8 de diciembre de 2024

Metro

 


El profesor nunca fue un tipo común.

Desde la primera clase en la academia de inglés, ya se notaba que tenía algo especial o peculiar, más bien. Alto, muy delgado y con un acento británico tan marcado que parecía sacado de una película de espías antigua. Pero lo que más destacaba de él era su capacidad de contar anécdotas absurdamente increíbles con una naturalidad pasmosa.

Una tarde, mientras intentaba que habláramos sobre experiencias graciosas o situaciones extrañas, nos contó la historia de cómo, durante la huelga del metro en Madrid en 1976, había logrado hacerse con un rollo completo de billetes de metro. Lo dijo como quien comenta que ha encontrado una moneda tirada en la calle.

Según él, el caos en el metro en esa época era absoluto. Para evitar el perjuicio a los viajeros, durante unos días los trenes los conducían militares. Las taquillas estaban abandonadas, abiertas de par en par, sin nadie que controlara nada.
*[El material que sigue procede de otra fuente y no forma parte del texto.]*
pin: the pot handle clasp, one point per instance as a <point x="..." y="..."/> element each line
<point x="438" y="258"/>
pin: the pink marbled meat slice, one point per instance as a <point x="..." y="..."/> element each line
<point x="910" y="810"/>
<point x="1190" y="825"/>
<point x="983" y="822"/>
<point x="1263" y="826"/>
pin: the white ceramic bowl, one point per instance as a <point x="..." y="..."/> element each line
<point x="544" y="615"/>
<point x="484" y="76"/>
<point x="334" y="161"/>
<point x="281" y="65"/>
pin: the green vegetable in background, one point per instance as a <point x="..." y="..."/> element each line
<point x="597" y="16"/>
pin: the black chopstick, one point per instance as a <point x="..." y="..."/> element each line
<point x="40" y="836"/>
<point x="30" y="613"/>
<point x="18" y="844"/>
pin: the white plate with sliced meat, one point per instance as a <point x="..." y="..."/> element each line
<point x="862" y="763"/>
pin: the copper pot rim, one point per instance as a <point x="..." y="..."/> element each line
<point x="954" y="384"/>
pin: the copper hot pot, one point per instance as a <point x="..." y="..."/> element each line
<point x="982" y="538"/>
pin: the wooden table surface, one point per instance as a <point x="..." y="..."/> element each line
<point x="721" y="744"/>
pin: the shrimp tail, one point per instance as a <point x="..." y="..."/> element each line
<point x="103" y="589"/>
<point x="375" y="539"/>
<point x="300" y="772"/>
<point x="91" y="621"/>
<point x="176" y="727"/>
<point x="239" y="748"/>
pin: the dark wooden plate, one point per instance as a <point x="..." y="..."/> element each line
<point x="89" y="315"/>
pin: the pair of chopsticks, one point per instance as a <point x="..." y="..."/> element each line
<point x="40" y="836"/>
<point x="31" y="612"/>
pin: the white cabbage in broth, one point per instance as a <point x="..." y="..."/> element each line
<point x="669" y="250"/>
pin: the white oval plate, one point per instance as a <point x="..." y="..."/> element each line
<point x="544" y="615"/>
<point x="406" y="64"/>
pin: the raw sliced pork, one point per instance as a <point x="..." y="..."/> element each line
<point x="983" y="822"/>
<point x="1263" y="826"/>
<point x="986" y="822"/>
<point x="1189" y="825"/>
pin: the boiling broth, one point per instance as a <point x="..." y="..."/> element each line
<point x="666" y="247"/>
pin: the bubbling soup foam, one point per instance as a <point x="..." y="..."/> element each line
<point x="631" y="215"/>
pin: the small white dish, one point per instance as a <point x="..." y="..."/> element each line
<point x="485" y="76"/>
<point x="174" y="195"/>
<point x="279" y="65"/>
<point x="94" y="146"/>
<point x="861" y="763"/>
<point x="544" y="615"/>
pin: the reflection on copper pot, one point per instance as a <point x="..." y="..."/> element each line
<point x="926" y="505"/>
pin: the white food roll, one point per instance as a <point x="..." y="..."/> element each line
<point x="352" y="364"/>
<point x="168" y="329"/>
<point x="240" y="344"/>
Aprovechando el desorden, el profesor se acercó a una de esas taquillas y, con una calma serena, agarró un rollo completo de billetes. 

—Para el recuerdo, se dijo con una sonrisa.

El recuerdo se convirtió, según nos contó, en un negocio redondo cuando se dio cuenta de que esos billetes aún eran válidos. Durante casi diez años, logró viajar gratis en el metro, día tras día, valiéndose de un ingenioso sistema que él mismo había ideado.

Cada mañana, en su diminuto piso, comenzaba el ritual. Se sentaba en la mesa de la cocina con una pequeña tijera suiza y, con la precisión de un cirujano, recortaba un billete del tamaño exacto. Lo medía una y otra vez, asegurándose de que coincidiera milimétricamente con el original. Si había alguna diferencia, lo descartaba y empezaba de nuevo. Después, lo alisaba cuidadosamente con los dedos y lo guardaba en su cartera, entre sus documentos, como si fuera un pase exclusivo.

La perfección o nada.

Al llegar al metro, el plan continuaba con una meticulosidad obsesiva. Caminaba con paso firme, fingiendo absoluta indiferencia, como cualquier pasajero común. Sacaba el billete y lo introducía en la ranura de la máquina, sin prisas. El torno de acceso giraba y él pasaba con la seguridad de quien paga religiosamente su tarifa.

Una vez dentro, comenzaba la segunda fase de su plan: la búsqueda de un billete reciente. Exploraba discretamente el suelo, las papeleras y las esquinas, tratando de encontrar un tique válido del día. Así, si algún revisor lo abordaba, siempre tendría el comprobante correcto y legal.

—Durante casi diez años, nadie jamás me detuvo ni me pidió el billete.

Nos lo contaba entre risas, diciendo que probablemente los revisores, al verlo con esa apariencia de meticuloso y organizado, asumían que era uno de esos ciudadanos ejemplares que jamás se saltarían una norma.

El hombre había hecho del fraude un arte y una rutina. A nadie parecía importarle aquel inglés excéntrico en su vestimenta que iba y venía del metro con su billete cuidadosamente recortado. Y él lo disfrutaba. Le gustaba pensar que no sólo estaba viajando gratis, sino desafiando al sistema día tras día, bajo la mirada de todas las autoridades.

La historia terminó cuando el metro cambió su sistema de acceso, y aquellos viejos billetes dejaron de servir. El profesor, con cierto aire de derrota nostálgica, nos explicó que aún guardaba lo que quedaba del rollo, como un trofeo de su época gloriosa como viajero clandestino profesional. 

Nadie en la clase pudo evitar reírse cuando finalizó el relato, convencidos de que nos había vuelto a engañar una vez más. Sin embargo, el bullicio se apagó de golpe cuando, con una sonrisa astuta, sacó del bolsillo varios puñados de antiguos billetes del metro y los dejó caer sobre las mesas.

Nos quedamos mudos, mirando aquellos trozos de papel como si fueran piezas de un misterio sin resolver. Alzó la vista y, con un destello travieso en los ojos, murmuró: 

 I still have a few trips pending.(*)


(*) Aún me quedan unos cuantos viajes pendientes.